Nachhaltiges Investieren gewinnt an Bedeutung

Grünes Geld, Okö-Investments oder ethisches Investieren hieß es früher und wurde nicht selten mit einem Lächeln abgetan. „Ökolatschenträger“, „Müslifreunde“ und Atomkraftgegner brachten und bringen seit Jahrzehnten zwar ihre Naturverbundenheit und den Ruf nach Beachtung der Menschenrechte zum Ausdruck, galten jedoch eher als Gegner des wirtschaftlichen Erfolges. Einige Vordenker engagierten sich bereits vor 40 Jahren für den Gedanken des verantwortungsvollen Investierens und kreierten die ersten Anlageprodukte. Heute kann man sagen, sie legten den Grundstein für die Geldanlage mit gutem Gewissen.

Worum geht es bei ESG?

Die ESG-Kriterien ergänzen die klassischen Betrachtungsweisen von Investoren. Wie bei jedem Investment werden zunächst die Profitabilität, die Wettbewerbsvorteile gegenüber ähnlichen Unternehmen und andere Faktoren analysiert, um aussichtsreiche Anlagen zu entdecken.

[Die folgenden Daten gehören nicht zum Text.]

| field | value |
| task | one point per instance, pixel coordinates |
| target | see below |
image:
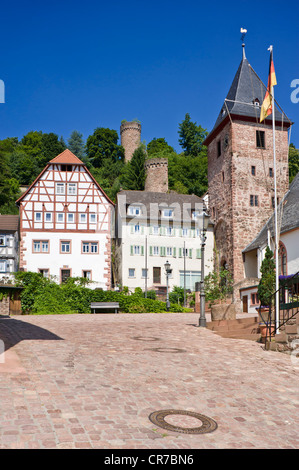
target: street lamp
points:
(168, 271)
(205, 223)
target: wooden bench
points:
(104, 306)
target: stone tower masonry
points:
(130, 133)
(156, 175)
(240, 168)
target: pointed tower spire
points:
(243, 31)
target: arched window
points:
(282, 259)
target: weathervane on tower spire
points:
(243, 32)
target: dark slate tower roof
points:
(245, 98)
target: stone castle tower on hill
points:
(240, 168)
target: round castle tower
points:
(130, 133)
(156, 175)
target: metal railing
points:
(288, 305)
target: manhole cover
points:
(146, 338)
(168, 350)
(208, 424)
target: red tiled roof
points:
(68, 158)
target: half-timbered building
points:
(65, 223)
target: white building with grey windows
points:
(154, 227)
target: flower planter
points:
(223, 312)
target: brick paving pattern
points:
(91, 381)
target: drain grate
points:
(168, 350)
(208, 424)
(146, 338)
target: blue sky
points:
(79, 65)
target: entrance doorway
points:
(245, 303)
(65, 274)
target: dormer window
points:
(167, 213)
(66, 168)
(134, 210)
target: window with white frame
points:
(48, 217)
(40, 246)
(44, 272)
(131, 272)
(90, 247)
(134, 210)
(60, 188)
(168, 213)
(92, 218)
(169, 251)
(38, 216)
(144, 273)
(65, 246)
(3, 266)
(72, 189)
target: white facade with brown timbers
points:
(65, 223)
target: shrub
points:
(44, 296)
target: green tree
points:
(266, 287)
(159, 146)
(9, 187)
(102, 146)
(76, 144)
(191, 136)
(188, 175)
(293, 162)
(133, 176)
(51, 146)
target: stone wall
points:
(156, 175)
(231, 183)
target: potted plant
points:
(218, 288)
(266, 289)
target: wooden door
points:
(245, 303)
(15, 304)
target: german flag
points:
(266, 108)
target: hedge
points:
(43, 296)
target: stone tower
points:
(240, 168)
(130, 133)
(156, 175)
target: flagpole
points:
(275, 209)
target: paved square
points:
(91, 381)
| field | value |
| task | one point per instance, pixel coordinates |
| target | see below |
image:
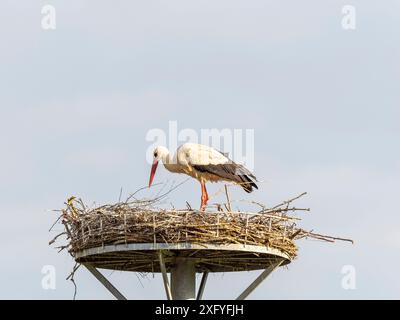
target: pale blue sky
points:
(76, 104)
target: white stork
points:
(204, 164)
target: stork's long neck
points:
(170, 163)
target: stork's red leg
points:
(204, 196)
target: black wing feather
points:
(231, 171)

Bei der ESG-Bewertung handelt es sich um einen zusätzlichen Filter, der in 3 Bereiche untergliedert ist:

Umwelteinfluss (E = Environmental),
Sozialverhalten (S = Social)
verantwortungsvolle Unternehmensführung (G = Gouverment).

Dieser zusätzliche Filteransatz fügt zudem eine grundsätzliche Beachtung der Geschäftsfelder hinzu, in welchen ein Unternehmen aktiv ist. Bestimmte Branchen gelten generell als unethisch und scheiden nach ESG-Kriterien als potentielles Investment aus.
Andere Branchen tragen direkt zum Schutz der Umwelt bei und gelten als nachhaltig. Es wird in so genannte Positiv- und Negativ- Kriterien unterschieden, beispielsweise nach folgenden Punkten:
.

ESG-Kriterien-Beispiele
.

Der Anleger kann entscheiden

Wer heute als Anleger mit ethischem Anspruch, Sozialverträglichkeit und Umweltgedanken nach Anlagemöglichkeiten sucht, findet ein Spektrum von nicht weniger als 500 verschiedenen Fonds.

Bei näherer Betrachtung zeigen sich jedoch große Toleranzen hinsichtlich der Erfüllung der ESG-Kriterien. Häufig reicht es nicht Datenbanken zu durchforschen und Zahlen gegenüber zu stellen. Erst in Gesprächen mit den Fondsverantwortlichen werden die harten und weichen Faktoren des jeweiligen Auswahlprozesses sichtbar.

Hinsichtlich der Wertentwicklung kann ergänzt werden, dass nachhaltiges Investieren in der Vergangenheit den Ruf geringerer Renditen hatte. In den letzten Jahren konnten einige nachhaltige Fonds nun sogar Renditevorteile gegenüber klassischen Fonds erzielen. Dabei ist der Trend zum umweltgeprägten Anlagedenken keineswegs ein Modethema. Vielmehr zeigt sich darin eine neue Art des Bewusstseins im Umgang mit Kapital, welches in der Breite gerade erst Fahrt aufnimmt.

Wir bieten seit einigen Jahren mit der Anlagestrategie „Depotzuwachs Umwelt & Ökologie“ den Zugang zu hervorragenden nachhaltig gemanagten Fonds. Abschließend darf festgestellt werden, dass die Möglichkeit zum verantwortungsvollen Umgang mit Geldanlagen beim Anleger selbst liegt.